We differ when it comes to setting. What I write takes place in Africa or a place like Africa. And Octavia's books tend to be in the U.S or she starts in Africa and goes elsewhere. So our settings are a little different. I pull from a lot of Nigerian folklore and Nigerian myth. She pulls from that, too, but not so much.

I feel like every science fiction and fantasy writer, we are all compared to Octavia and that's because she is one of the only black fantasy and science fiction writers, so I guess these reviewers can't compare us to anyone else unless their black.


YLW: How have people responded to your work?

NO: Mostly, really positive. I've had some hate mail from people who feel I'm airing African's dirty laundry.

YLW: Hate mail?

NO: I get emails calling me a witch. In Zahrah the Windseeker,  the main character is Dada, which means a baby that's born with locked hair. Before colonialism that was very special. But after colonialism it was considered evil. And this character realizes she has the ability to fly.  With my book Who Fears Death, I have opinions about female circumcision and I deal with that in the book. At my first book signing for Who Fears Death, in Michigan, these African academics came to attack me. There's a female circumcision scene in the book, it's pretty brutal. I read it and one of the professors said in a real circumcision there's no lights. Well, this is science fiction. They feel I had no right to speak on this because I hadn't been at an actual circumcision.


YLW: Do you feel some of the criticism has to do with you being a child of Nigerian immigrants born in America and not Africa?

NO: Definitely, my fourth was titled Akata Witch. It's a derogatory term for African Americans, or American born Nigerians. Akata means bush animal. It's not a very nice term. The book deals with some of those issues.

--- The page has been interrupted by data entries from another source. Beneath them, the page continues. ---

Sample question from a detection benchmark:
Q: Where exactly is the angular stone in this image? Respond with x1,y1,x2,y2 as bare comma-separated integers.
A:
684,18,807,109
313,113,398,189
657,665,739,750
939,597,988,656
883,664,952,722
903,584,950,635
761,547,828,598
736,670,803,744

YLW: In Post Black, I write about African immigrants and one American born Nigerian said she felt she had to defend Africans to African Americans and African Americans to Africans.

NO: That's exactly what I had to deal with.  It's like you belong but you don't belong. The thing is, it's positioned that we can bridge a lot of those gaps. I understand both sides. But sometimes you don't really want to be on the defense. I can see a non fantasy book in me on this one.